‘You think . . . the Wasps . . .?’ Straessa breathed in disbelief.
The Sarnesh officer shuffled uncomfortably. It was plain he very much wanted to be able to blame the Empire.
‘Not the Wasps,’ Gorenn whispered. ‘Not the Wasps.’ She was already backing out of the room, out of the building, arrow still held to the string, but her hands shaking far too much to have aimed it.
‘We withdrew when the Sarnesh arrived, sir,’ the scout reported. ‘We got the chance to lay some traps on the rails for their baggage train, though.’
‘Given current progress, I’d guess they’ll find and disarm them quickly enough,’ Tynan decided, because the Collegiate artificers had proved quite capable of that so far. ‘They’re camped within sight of the walls?’
‘Yes, sir, but out of effective artillery range.’
If we still had the big greatshotters . . . But, like respectable air reinforcements, replacement artillery had not been forthcoming.
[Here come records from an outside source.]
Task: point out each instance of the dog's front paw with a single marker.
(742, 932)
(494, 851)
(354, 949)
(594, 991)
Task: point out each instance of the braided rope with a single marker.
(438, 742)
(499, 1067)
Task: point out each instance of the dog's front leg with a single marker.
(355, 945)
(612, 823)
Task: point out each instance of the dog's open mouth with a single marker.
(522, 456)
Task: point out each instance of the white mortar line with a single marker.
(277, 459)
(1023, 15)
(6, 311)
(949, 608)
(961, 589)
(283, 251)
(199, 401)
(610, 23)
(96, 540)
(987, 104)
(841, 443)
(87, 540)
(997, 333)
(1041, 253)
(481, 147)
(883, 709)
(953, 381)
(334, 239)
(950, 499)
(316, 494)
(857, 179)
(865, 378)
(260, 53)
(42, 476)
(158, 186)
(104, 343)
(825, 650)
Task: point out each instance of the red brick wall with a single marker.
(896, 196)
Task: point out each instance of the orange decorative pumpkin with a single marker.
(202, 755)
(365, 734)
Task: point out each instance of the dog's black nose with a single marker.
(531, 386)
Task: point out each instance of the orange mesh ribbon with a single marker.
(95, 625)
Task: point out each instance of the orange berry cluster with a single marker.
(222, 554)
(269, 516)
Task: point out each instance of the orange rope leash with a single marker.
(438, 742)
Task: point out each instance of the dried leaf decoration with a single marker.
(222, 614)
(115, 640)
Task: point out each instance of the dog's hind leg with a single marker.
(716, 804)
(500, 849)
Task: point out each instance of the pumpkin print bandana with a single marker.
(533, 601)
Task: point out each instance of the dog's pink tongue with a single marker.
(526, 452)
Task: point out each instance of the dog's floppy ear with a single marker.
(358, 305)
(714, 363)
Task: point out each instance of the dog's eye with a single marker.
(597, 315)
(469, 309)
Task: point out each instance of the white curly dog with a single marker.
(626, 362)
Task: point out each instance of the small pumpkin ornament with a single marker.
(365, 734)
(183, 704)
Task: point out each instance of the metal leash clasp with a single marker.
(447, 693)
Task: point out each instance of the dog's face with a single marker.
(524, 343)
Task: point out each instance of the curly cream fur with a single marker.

Tynan guessed that, as he was already on the right side of the walls of his city, he was not considered a priority.
‘General, the village . . . it was cleared of its occupants when we arrived,’ the scout added. ‘Signs of a struggle, but we saw no bodies. Just like . . .’
Tynan held a hand up. ‘I know.’ I know, and I don’t want to think of it, because we’ve all seen too much of that – even inside the city, that once! – and still nobody has any answers for me. ‘And the Vekken?’ he enquired, because that was something military and comprehensible.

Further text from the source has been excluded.